I am trying now to use the pgf compiler for the fortran sources files of MM5 and the gcc compiler for the c source files. I use the -g77libs flags which allows objects files created by gcc to be linked with object files created by pgf90.
It seems that the object files are created without any warnings, but later on (during the linking stage I think) I get some pointer warnings like the following:
drive.c: In function `yylook’:
drive.c:1593: warning: cast from pointer to integer of different sizedrive.c:1603: warning: cast from pointer to integer of different size
cc -c error.c
cc -c lexin.clexin.c:113: warning: initialization makes integer from pointer without a cast
Do you know if I need to use a different set of flags for compatibility between these two languages???
My compilation flags for pgf90 are;
FCFLAGS = -fast -Mcray=pointer -tp p7-64 -Mnoframe -DDEC_ALPHA -byteswapio -Mnosgimp -g77libs
and for gcc;
CPPFLAGS = -traditional -DMPI -Dlinux -DDEC_APLHA -DSYSTEM_CALL_OK
CFLAGS = -DMPI -I/opt/mpich/gnu/include -DDEC_ALPHA
It is helpfull to know that you have compiled and run MM5 despite these warnings.
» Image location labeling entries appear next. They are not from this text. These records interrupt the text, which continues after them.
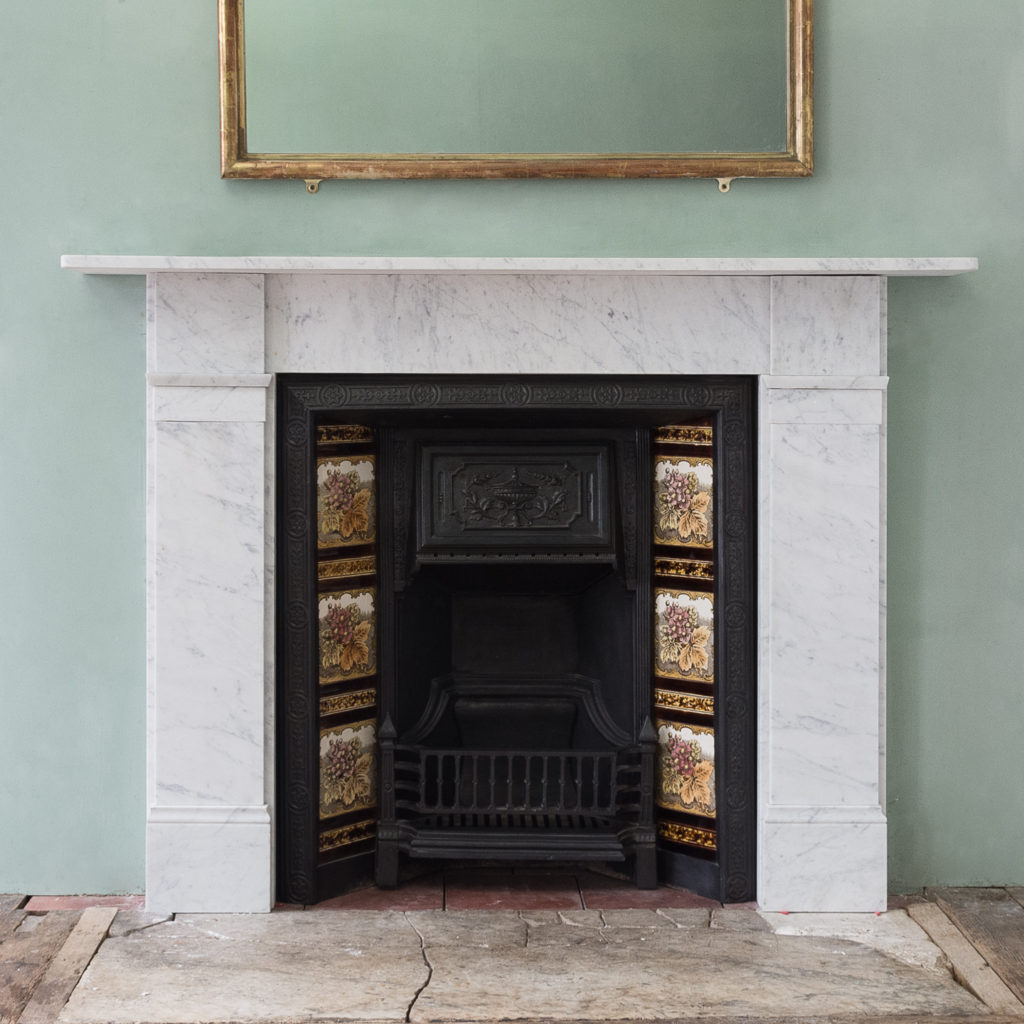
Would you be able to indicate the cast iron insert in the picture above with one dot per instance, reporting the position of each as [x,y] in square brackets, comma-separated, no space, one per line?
[318,856]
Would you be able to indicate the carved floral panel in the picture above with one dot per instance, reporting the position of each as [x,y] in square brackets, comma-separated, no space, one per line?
[686,768]
[348,769]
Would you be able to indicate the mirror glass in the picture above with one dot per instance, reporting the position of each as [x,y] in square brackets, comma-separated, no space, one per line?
[515,76]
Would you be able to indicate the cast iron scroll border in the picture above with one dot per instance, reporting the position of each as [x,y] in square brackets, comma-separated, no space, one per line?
[378,400]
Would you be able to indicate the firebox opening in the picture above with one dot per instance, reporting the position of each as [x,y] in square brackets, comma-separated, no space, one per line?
[512,634]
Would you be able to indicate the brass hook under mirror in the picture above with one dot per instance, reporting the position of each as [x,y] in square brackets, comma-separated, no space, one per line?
[320,89]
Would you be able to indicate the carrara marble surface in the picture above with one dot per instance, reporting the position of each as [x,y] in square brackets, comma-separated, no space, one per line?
[813,332]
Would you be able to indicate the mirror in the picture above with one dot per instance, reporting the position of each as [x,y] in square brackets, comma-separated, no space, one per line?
[320,89]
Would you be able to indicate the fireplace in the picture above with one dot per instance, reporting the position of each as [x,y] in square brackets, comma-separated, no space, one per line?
[505,549]
[811,333]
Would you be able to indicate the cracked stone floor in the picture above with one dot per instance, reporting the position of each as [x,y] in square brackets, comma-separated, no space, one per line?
[506,965]
[513,946]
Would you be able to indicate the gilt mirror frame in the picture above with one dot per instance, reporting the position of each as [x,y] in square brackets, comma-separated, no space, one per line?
[796,161]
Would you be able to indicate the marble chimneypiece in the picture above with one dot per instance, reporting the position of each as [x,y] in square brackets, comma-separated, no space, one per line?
[811,331]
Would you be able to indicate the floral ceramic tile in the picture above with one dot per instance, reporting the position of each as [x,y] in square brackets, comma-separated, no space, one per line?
[684,635]
[686,768]
[347,635]
[348,768]
[683,509]
[346,509]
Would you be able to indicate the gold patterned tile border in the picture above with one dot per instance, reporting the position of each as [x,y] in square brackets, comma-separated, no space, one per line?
[690,835]
[692,702]
[347,835]
[684,487]
[347,701]
[685,568]
[684,635]
[347,635]
[684,435]
[343,433]
[343,568]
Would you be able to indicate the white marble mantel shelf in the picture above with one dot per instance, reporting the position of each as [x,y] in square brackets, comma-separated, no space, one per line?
[668,266]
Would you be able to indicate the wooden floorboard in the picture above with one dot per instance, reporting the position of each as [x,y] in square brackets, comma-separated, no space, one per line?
[26,955]
[67,967]
[993,922]
[969,966]
[9,923]
[10,901]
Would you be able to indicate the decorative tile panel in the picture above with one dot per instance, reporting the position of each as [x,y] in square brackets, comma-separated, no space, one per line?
[347,635]
[684,635]
[335,839]
[686,768]
[346,511]
[683,501]
[348,769]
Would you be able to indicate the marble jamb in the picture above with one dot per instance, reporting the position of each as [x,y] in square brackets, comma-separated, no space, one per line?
[564,315]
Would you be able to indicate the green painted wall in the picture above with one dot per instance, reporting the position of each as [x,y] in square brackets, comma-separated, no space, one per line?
[109,134]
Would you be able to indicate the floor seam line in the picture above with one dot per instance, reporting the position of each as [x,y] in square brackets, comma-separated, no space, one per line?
[427,964]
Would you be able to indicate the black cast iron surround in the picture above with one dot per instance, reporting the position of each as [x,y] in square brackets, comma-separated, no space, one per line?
[384,400]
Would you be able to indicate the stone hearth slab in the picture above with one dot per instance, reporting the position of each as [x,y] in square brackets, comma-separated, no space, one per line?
[482,966]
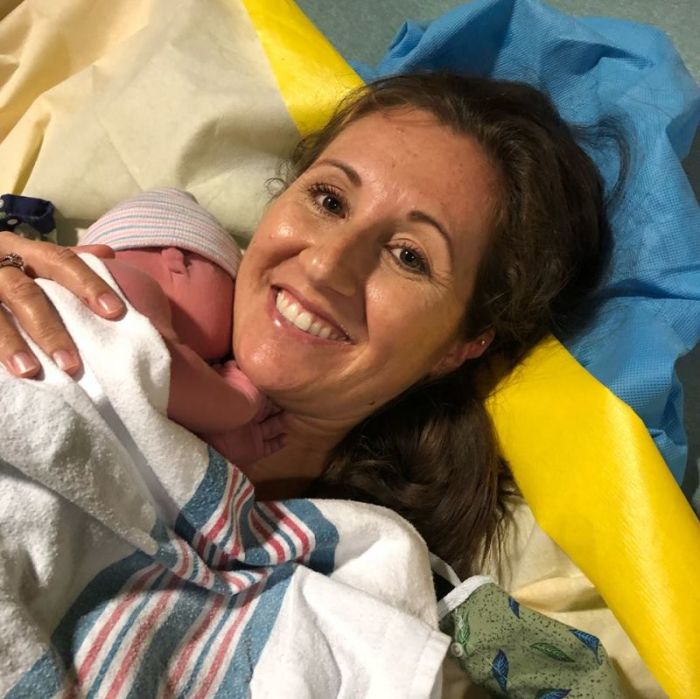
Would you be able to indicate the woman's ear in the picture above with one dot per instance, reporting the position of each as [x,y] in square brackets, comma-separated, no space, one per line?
[460,352]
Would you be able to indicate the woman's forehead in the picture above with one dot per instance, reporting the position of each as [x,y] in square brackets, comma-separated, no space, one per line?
[416,161]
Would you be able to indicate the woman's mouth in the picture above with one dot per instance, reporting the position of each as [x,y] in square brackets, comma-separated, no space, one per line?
[292,310]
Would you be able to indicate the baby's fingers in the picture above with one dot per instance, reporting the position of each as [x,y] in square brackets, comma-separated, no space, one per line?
[273,445]
[273,427]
However, I get a segmentation fault when I run the program and I was sucpecting that these compilation warnings were related to this problem.
Could it be a missing compilation flag in my case??
Here is my configure.user file for the pgf90 and pgcc compilers.
Please let me know if see anything strange in that.
What is the OS? Is this RedHat/Fedora system? It is known that there is a stack size problem on those system. I see that you try with 7.0-7. Have you tried with our latest release?
Our cluster runs the Rocks 4.3 clustering suite which comes with Centos 4.5. I guess that you can say that Centos is variant of RedHat.
I have installed the ClusterCorp’s PGI Roll which contains version 7.0-7 of the compilers. I am not sure if it is straightforward to install version 7.1 on my system without an appropiate Rocks Roll. I will give it a try though and let you know.
I have changed the stack size and also installed the latest version of the compilers 7.1, but without any luck. Can you please try to compile and run the parallel version of mm5.mpp to see if it works on your systems with the flags I gave you?? It would be very helpfull if you could reproduce my error.
I followed the steps you described and also set the stack size to unlimited.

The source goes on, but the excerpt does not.